The AP headline reads State Department was forced to disable security features to receive messages from Clinton email server.
[E]mails, reviewed by The Associated Press, show that State Department technical staff disabled software on their systems intended to block phishing emails that could deliver dangerous viruses. They were trying urgently to resolve delivery problems with emails sent from Clinton’s private server.
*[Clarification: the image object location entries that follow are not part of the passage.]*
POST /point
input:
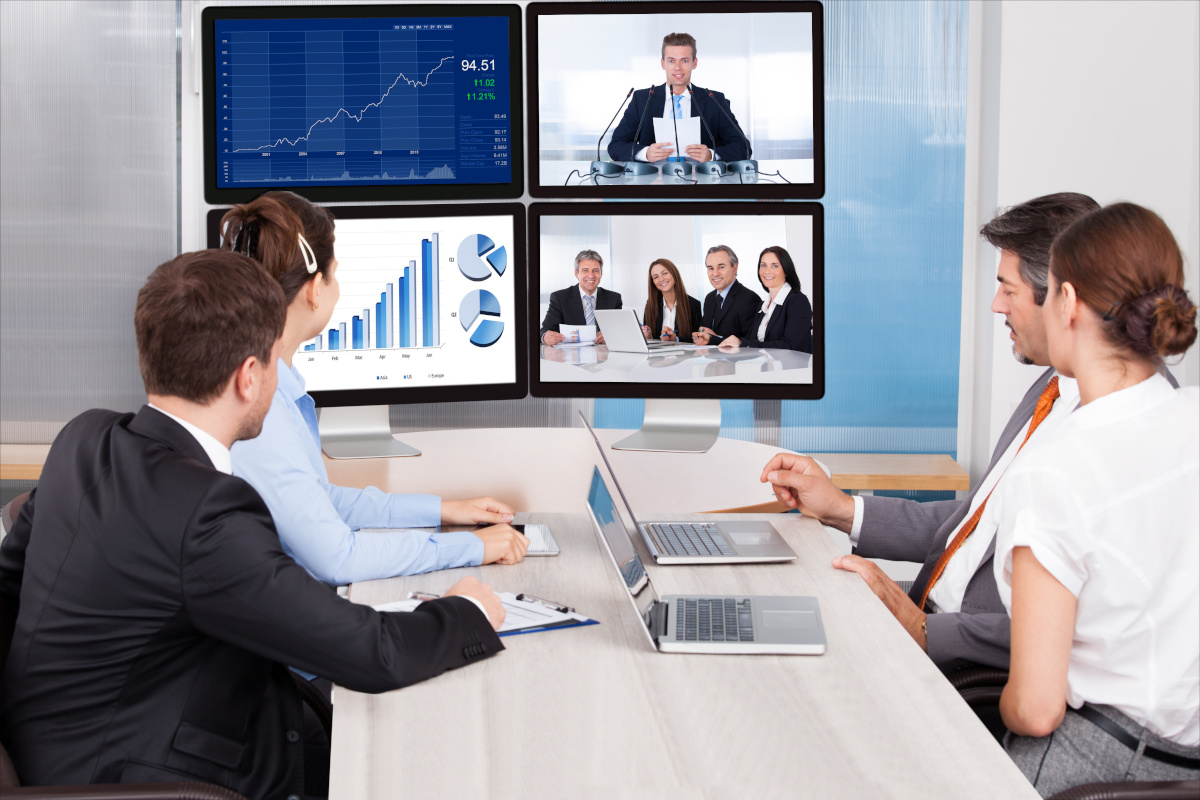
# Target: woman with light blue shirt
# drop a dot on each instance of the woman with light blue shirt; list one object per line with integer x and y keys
{"x": 318, "y": 522}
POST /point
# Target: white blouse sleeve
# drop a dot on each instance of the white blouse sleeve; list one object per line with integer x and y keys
{"x": 1039, "y": 510}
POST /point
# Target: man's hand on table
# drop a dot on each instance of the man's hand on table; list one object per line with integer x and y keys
{"x": 471, "y": 587}
{"x": 475, "y": 511}
{"x": 889, "y": 591}
{"x": 503, "y": 545}
{"x": 801, "y": 483}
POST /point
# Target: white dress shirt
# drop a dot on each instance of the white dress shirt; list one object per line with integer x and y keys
{"x": 667, "y": 317}
{"x": 951, "y": 588}
{"x": 1109, "y": 504}
{"x": 768, "y": 306}
{"x": 216, "y": 451}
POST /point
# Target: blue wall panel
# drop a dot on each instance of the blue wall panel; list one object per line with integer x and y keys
{"x": 895, "y": 116}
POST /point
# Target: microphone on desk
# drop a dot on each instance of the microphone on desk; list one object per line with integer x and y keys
{"x": 679, "y": 168}
{"x": 713, "y": 167}
{"x": 609, "y": 167}
{"x": 745, "y": 164}
{"x": 635, "y": 167}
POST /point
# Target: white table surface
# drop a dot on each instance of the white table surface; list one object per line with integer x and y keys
{"x": 706, "y": 365}
{"x": 597, "y": 713}
{"x": 550, "y": 469}
{"x": 555, "y": 173}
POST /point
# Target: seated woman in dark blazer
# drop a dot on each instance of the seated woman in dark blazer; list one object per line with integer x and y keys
{"x": 785, "y": 322}
{"x": 665, "y": 316}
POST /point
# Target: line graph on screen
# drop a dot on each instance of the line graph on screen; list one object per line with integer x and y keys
{"x": 357, "y": 118}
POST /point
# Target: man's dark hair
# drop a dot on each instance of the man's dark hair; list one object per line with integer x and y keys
{"x": 678, "y": 40}
{"x": 199, "y": 317}
{"x": 1030, "y": 228}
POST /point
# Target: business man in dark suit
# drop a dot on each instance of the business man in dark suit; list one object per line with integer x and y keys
{"x": 730, "y": 307}
{"x": 720, "y": 134}
{"x": 577, "y": 305}
{"x": 954, "y": 611}
{"x": 156, "y": 609}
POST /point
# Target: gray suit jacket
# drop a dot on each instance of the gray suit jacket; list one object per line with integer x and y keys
{"x": 906, "y": 530}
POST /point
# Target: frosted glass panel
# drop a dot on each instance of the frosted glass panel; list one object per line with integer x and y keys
{"x": 88, "y": 202}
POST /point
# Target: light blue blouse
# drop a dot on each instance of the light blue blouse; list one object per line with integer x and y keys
{"x": 318, "y": 522}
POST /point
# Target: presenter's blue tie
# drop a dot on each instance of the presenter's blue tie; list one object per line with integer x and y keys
{"x": 678, "y": 113}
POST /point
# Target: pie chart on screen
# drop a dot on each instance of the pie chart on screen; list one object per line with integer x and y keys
{"x": 479, "y": 316}
{"x": 479, "y": 257}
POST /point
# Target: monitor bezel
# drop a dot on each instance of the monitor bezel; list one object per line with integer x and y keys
{"x": 514, "y": 188}
{"x": 733, "y": 191}
{"x": 453, "y": 394}
{"x": 538, "y": 388}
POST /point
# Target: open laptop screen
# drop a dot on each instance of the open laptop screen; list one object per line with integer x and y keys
{"x": 621, "y": 547}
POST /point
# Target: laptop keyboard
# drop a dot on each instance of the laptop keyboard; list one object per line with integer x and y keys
{"x": 691, "y": 539}
{"x": 714, "y": 619}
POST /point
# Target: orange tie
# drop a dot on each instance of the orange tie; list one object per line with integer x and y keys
{"x": 1049, "y": 395}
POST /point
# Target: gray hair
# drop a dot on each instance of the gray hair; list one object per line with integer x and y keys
{"x": 723, "y": 248}
{"x": 588, "y": 256}
{"x": 1030, "y": 228}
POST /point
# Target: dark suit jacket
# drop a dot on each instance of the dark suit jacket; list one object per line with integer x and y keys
{"x": 655, "y": 322}
{"x": 717, "y": 131}
{"x": 156, "y": 609}
{"x": 906, "y": 530}
{"x": 567, "y": 307}
{"x": 789, "y": 329}
{"x": 736, "y": 316}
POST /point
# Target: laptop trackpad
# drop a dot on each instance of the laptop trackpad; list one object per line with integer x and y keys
{"x": 790, "y": 619}
{"x": 748, "y": 537}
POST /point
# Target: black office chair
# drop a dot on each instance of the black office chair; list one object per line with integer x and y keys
{"x": 981, "y": 687}
{"x": 10, "y": 783}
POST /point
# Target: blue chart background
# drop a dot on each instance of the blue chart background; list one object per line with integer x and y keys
{"x": 276, "y": 78}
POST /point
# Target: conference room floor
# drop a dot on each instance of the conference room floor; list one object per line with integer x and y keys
{"x": 597, "y": 713}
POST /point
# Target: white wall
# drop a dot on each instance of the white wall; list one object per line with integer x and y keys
{"x": 1093, "y": 97}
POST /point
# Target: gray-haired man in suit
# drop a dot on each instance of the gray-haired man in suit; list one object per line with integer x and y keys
{"x": 954, "y": 611}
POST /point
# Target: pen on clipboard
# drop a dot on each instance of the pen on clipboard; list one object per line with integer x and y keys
{"x": 547, "y": 603}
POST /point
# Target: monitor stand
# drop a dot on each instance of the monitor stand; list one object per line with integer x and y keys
{"x": 676, "y": 426}
{"x": 360, "y": 432}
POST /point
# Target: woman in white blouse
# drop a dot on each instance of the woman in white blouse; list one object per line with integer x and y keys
{"x": 1098, "y": 546}
{"x": 785, "y": 320}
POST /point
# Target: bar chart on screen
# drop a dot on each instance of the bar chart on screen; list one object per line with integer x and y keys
{"x": 409, "y": 311}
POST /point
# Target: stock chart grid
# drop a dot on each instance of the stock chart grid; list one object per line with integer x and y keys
{"x": 359, "y": 102}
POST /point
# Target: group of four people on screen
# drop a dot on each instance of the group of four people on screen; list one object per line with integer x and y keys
{"x": 732, "y": 314}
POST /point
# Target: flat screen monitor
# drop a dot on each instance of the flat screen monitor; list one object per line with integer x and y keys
{"x": 623, "y": 259}
{"x": 432, "y": 306}
{"x": 351, "y": 103}
{"x": 676, "y": 100}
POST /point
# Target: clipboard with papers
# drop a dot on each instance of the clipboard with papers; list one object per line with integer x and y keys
{"x": 522, "y": 613}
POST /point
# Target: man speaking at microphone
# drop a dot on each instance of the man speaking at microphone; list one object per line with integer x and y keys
{"x": 719, "y": 131}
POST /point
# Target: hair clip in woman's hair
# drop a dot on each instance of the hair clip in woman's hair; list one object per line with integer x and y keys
{"x": 310, "y": 258}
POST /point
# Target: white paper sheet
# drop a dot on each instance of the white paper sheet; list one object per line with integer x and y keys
{"x": 689, "y": 132}
{"x": 519, "y": 614}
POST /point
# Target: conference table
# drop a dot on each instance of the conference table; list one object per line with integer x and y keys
{"x": 597, "y": 711}
{"x": 687, "y": 364}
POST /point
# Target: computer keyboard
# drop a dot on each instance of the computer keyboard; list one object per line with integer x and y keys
{"x": 714, "y": 619}
{"x": 687, "y": 539}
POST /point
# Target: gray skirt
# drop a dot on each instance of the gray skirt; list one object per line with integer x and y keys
{"x": 1080, "y": 752}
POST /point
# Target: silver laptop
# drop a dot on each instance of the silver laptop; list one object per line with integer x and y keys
{"x": 703, "y": 542}
{"x": 623, "y": 332}
{"x": 705, "y": 624}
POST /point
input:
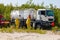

These emails, obtained Judicial Watch pursuant to their FOIA request and enforced by court order because State kept trying to ignore that law’s requirements, occurred in 2010. This also gives the lie to State’s claims that had those worthies known of Democratic Party Presidential candidate Hillary Clinton’s private and unsecured email server, on which she was conducting government and classified government business, they would have denied her permission to use it. State knew.
In fact, Ken LaVolpe, Deputy Director for Security, Technical, and User Services Division in State’s Office of Information Resource Management sent this about disabling much of State’s own security software in a December 2010 email to his minions:
This should trump all other activities[.]
Tom Lawrence, Branch Chief for Technical and Security Teams in the OIRM and a subordinate of LaVolpe’s added
We view this [turning of security features] as a Band-Aid and fear it’s not 100 percent fully effective.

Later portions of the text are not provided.